Back in San Francisco, Judge White was following the Sacramento case closely and on February 22, one day before the scheduled hearing, he dismissed the suit based on plaintiff’s lack of standing, the same grounds Judge Karlton based his decision on. White agreed with Karlton’s reasoning and likewise held that under either the plaintiff’s or the Governor’s position, the SPPCA did not apply to the plaintiff because it would not apply retroactively.
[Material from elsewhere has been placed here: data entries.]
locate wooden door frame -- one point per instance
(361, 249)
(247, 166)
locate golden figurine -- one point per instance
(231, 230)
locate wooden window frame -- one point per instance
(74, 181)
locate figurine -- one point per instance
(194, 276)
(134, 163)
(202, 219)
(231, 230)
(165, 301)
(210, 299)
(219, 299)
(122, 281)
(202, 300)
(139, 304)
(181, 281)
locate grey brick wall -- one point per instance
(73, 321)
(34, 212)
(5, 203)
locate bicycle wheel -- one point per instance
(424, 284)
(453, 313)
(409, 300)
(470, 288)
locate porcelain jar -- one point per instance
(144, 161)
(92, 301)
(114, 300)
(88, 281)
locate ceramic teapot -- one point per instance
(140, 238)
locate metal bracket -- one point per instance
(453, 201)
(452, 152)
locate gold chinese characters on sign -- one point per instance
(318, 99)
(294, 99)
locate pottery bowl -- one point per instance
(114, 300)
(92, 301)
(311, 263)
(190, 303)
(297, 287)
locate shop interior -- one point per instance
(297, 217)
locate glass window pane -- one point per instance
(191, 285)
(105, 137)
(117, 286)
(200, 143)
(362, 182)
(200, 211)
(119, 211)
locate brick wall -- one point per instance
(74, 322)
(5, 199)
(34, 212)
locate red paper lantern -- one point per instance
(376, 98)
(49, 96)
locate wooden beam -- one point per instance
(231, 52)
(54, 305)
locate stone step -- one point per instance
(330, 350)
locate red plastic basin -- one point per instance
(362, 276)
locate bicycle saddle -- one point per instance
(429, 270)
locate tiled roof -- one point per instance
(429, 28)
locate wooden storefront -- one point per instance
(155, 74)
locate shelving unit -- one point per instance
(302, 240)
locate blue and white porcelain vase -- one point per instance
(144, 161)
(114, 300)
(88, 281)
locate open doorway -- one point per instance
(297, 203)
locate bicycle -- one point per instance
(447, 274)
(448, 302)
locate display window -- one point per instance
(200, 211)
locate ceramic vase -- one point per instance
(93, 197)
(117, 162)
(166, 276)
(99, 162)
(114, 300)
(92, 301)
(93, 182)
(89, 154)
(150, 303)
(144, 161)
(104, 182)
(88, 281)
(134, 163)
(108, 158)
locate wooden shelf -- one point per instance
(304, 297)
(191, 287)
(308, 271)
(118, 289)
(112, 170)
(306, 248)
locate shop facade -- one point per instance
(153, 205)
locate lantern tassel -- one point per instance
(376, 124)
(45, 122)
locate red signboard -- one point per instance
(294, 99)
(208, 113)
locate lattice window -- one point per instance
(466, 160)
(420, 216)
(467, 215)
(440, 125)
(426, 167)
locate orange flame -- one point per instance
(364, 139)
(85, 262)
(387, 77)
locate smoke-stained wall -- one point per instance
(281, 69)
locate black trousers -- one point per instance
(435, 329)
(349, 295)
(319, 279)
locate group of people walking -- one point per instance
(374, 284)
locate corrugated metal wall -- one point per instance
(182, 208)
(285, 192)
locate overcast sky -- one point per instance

The cases in Sacramento and San Francisco made it clear that the residency restrictions in “Jessica’s Law” can’t apply to ex-offenders who have already served their sentences. However, there is a mountain of obscurity that clouds exactly to whom the residency restrictions will in fact apply and more litigation involving this legislation is inevitable. This is because there are at least four different interpretations as to who the residency restrictions should apply to, each view casting a larger net than the previous. County district attorneys and probation departments in Sacramento say the residency restrictions should apply to those whose crimes were committed November 8th, 2006 or later. Schwarzenegger and the California Department of Corrections and Rehabilitation (DCR) say they apply to any offenders released from prison after November 8, regardless of when the crime was committed. This position is also endorsed by the politicians who drafted the law. Another view is that the restrictions apply to those offenders released from parole or probation after November 8th. Finally, new AG Jerry Brown agreed with former AG Lockyer’s view that the restrictions would not require previously released offenders to move now, but would apply to them if they moved into a restricted area in the future. This is still a potentially viable position as there was no definitive ruling on this issue despite judicial appraisal of this position as bordering “on the frivolous”.
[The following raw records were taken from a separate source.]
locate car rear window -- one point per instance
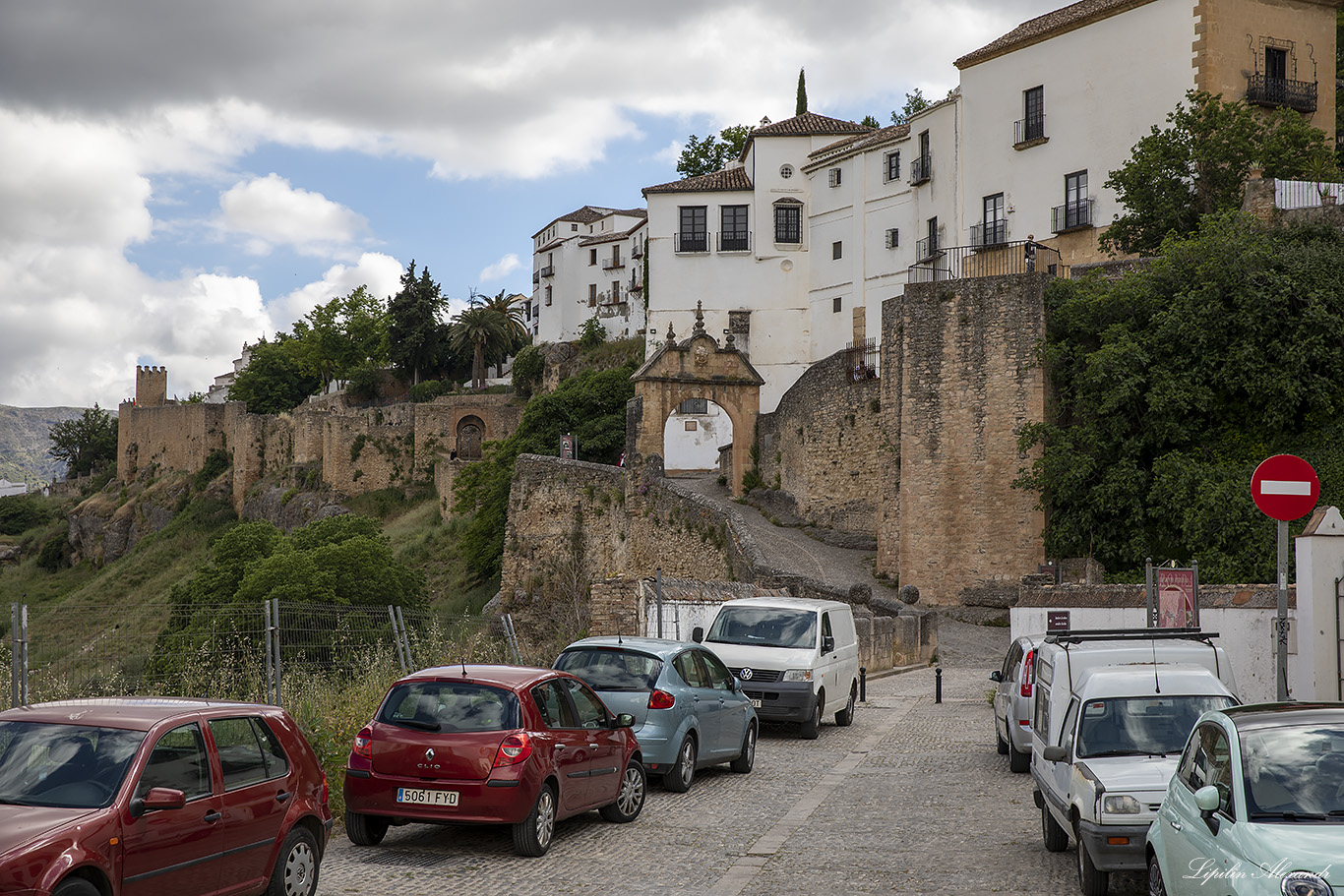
(451, 705)
(67, 766)
(612, 669)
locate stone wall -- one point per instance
(823, 447)
(968, 385)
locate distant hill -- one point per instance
(25, 443)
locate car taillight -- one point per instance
(514, 749)
(363, 743)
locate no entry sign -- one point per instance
(1285, 487)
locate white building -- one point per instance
(587, 264)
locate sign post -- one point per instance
(1285, 488)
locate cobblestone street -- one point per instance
(910, 800)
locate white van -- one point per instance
(797, 658)
(1113, 709)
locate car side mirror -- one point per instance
(157, 798)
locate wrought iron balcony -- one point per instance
(921, 169)
(734, 241)
(1028, 129)
(1071, 216)
(691, 242)
(994, 232)
(1263, 90)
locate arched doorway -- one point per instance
(470, 434)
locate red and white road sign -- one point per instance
(1285, 487)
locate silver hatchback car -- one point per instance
(1013, 701)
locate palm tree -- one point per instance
(483, 329)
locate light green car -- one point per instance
(1255, 805)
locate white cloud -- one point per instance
(500, 269)
(269, 211)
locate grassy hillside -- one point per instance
(23, 444)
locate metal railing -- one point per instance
(964, 263)
(1265, 90)
(1027, 129)
(921, 169)
(1071, 215)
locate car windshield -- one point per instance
(764, 627)
(65, 766)
(451, 705)
(612, 669)
(1153, 726)
(1293, 771)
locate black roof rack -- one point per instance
(1078, 635)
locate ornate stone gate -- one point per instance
(697, 367)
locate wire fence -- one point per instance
(257, 653)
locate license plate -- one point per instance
(426, 797)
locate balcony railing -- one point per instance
(734, 241)
(921, 169)
(961, 263)
(693, 242)
(988, 234)
(1028, 129)
(1071, 216)
(1263, 90)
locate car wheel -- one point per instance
(296, 869)
(1093, 883)
(76, 887)
(1055, 837)
(364, 830)
(678, 778)
(532, 834)
(746, 759)
(629, 801)
(845, 716)
(1156, 885)
(810, 728)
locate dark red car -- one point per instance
(500, 745)
(148, 796)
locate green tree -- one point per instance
(1172, 383)
(415, 336)
(914, 102)
(712, 153)
(588, 404)
(1197, 165)
(273, 381)
(87, 443)
(336, 337)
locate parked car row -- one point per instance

Although the residency restrictions in Section 21 of the SPPCA are the most controversial, the GPS provision in the law faces a separate, pending legal challenge. Section 22 of the act mandates lifetime Global Positioning Satellite monitoring for anybody paroled from prison in California for a sex offense that requires registration as a sex offender. Those offenders who fall within this category will be required to wear a tracking device 24 hours a day for the rest of their lives. This provision raises the same concerns as Section 21 as to which sex offenders will be affected because the language is similarly unclear. Attaching a GPS device and then using it to track a person also implicates the 4th Amendment, which protects against unreasonable searches and seizures by the Government. Under the 4th Amendment, using an electronic tracking device to monitor people in public does not constitute a search; tracking them in their homes or other “private places” does. United States v. Karo, 468 U.S. 705, 713-18 (1984); see generally In re Application for Pen Register and Trap/Trace Device with Cell Site Location Authority, 396 F. Supp.2d 747 (S.D. Tex. 2005). It is even conceivable that our state constitutional right to privacy would prohibit tracking in public; see State v. Jackson, 150 Wash. 2d 251, 76 P. 3d 217 (Wash. 2003).
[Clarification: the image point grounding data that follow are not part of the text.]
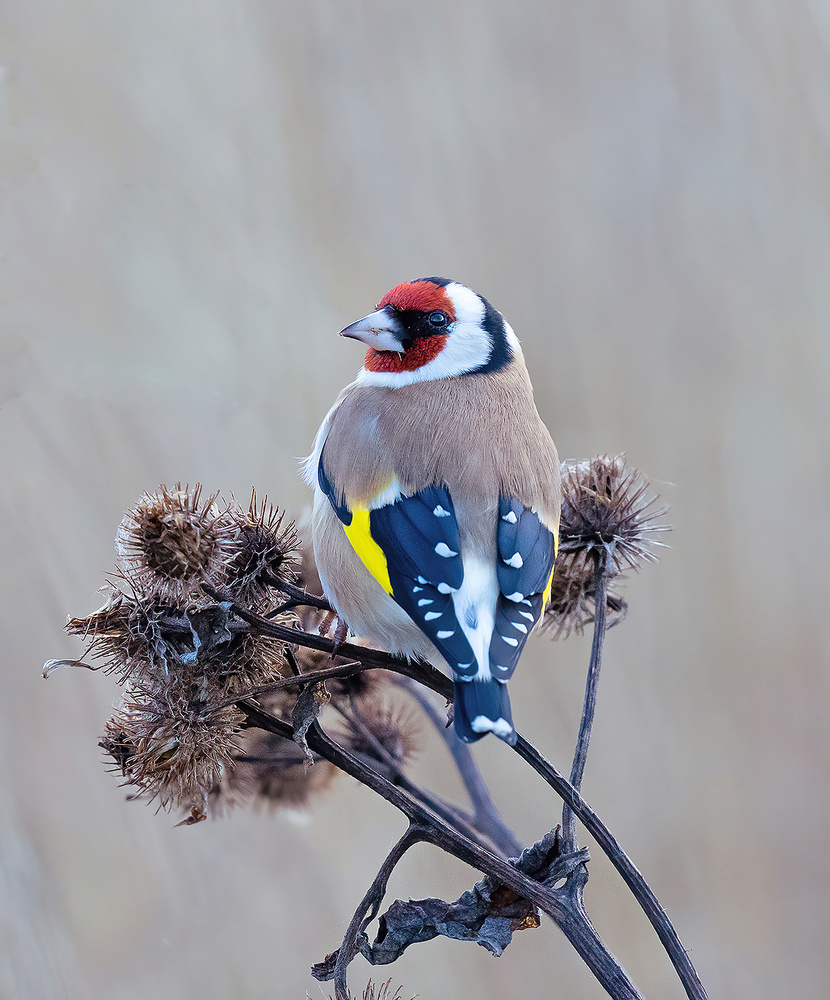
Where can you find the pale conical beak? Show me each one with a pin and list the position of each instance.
(381, 330)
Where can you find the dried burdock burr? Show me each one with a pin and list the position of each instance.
(172, 541)
(172, 744)
(273, 773)
(382, 734)
(267, 552)
(609, 513)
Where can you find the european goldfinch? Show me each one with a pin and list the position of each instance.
(437, 495)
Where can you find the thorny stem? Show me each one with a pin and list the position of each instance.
(590, 702)
(486, 816)
(435, 680)
(640, 889)
(441, 808)
(558, 904)
(368, 909)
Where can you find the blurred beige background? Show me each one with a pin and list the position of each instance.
(196, 197)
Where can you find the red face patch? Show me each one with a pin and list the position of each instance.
(423, 350)
(420, 295)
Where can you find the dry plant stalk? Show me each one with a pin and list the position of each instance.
(234, 696)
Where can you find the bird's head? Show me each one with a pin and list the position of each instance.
(432, 328)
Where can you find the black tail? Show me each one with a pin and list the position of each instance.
(483, 707)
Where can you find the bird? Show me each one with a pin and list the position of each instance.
(437, 495)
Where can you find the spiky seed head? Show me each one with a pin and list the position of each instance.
(172, 541)
(171, 745)
(125, 634)
(267, 552)
(381, 733)
(609, 512)
(273, 773)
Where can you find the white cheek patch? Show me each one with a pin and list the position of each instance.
(468, 346)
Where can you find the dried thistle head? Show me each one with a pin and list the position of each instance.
(609, 513)
(172, 541)
(171, 744)
(273, 773)
(383, 734)
(267, 552)
(159, 645)
(124, 633)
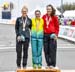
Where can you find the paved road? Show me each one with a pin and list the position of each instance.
(65, 51)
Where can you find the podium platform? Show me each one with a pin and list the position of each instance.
(38, 70)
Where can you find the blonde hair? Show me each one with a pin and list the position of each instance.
(24, 7)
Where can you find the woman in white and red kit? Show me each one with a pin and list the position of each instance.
(51, 30)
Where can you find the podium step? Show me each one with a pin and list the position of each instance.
(39, 70)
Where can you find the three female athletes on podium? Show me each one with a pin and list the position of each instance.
(44, 32)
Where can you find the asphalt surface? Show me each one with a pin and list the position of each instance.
(65, 51)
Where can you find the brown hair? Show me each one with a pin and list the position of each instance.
(24, 7)
(53, 10)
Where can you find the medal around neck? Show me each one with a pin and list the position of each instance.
(22, 38)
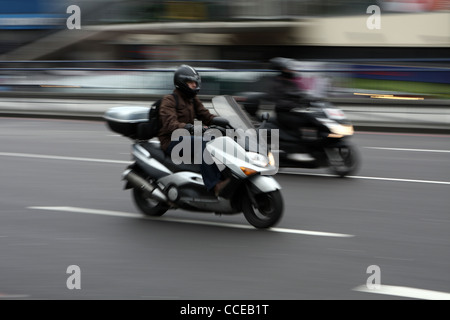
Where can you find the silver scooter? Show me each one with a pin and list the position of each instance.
(160, 183)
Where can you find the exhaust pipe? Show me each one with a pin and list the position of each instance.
(138, 182)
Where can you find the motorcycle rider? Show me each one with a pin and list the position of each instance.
(290, 99)
(173, 115)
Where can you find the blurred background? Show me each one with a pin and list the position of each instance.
(131, 47)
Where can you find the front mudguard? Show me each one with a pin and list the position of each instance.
(263, 184)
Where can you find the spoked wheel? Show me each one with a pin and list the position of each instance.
(266, 212)
(343, 161)
(148, 206)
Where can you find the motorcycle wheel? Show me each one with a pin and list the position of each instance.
(345, 160)
(147, 206)
(267, 213)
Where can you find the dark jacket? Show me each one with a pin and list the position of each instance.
(172, 118)
(285, 93)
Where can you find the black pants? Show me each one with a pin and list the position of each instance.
(210, 172)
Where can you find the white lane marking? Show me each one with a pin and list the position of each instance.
(404, 149)
(406, 292)
(13, 296)
(209, 223)
(40, 156)
(285, 171)
(364, 178)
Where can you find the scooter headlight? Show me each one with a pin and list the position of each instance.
(342, 130)
(257, 159)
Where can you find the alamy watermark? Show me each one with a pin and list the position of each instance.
(236, 146)
(374, 280)
(74, 21)
(374, 21)
(74, 280)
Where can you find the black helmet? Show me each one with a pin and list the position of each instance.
(184, 74)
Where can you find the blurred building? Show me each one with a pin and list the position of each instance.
(219, 29)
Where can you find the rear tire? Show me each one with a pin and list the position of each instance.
(269, 211)
(147, 206)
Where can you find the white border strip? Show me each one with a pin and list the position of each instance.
(406, 292)
(287, 171)
(40, 156)
(403, 149)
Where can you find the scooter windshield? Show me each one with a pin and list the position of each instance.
(244, 132)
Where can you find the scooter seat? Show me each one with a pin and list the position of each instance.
(157, 153)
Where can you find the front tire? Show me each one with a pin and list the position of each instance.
(268, 211)
(147, 206)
The unclear legislative intent as to which sex offenders are meant to be ensnared in prop 83’s web has led to confusion among the majority of law enforcement agencies in California as to how they should proceed and which offenders these provisions should apply to. However, the parole division of the DCR has largely ignored the legal debate swirling around prop 83 and has been applying the residency restrictions to sex offenders released from prison since the November election. Although this view is in line with the Governor and the drafters of the law, there will almost certainly be legal challenges by those affected by these restrictions whose crimes were committed before November 8th. District attorneys and probation departments in Sacramento County interpreted the law in a way that would not affect this group of offenders and that is reason enough for any offender who committed his crime before November 8th and has been subject to the residency restrictions by the DCR to formulate a legal challenge. After all, there is a public or private school or park “where children regularly gather” within 2,000 feet of basically every potential residence in every densely populated urban area in California.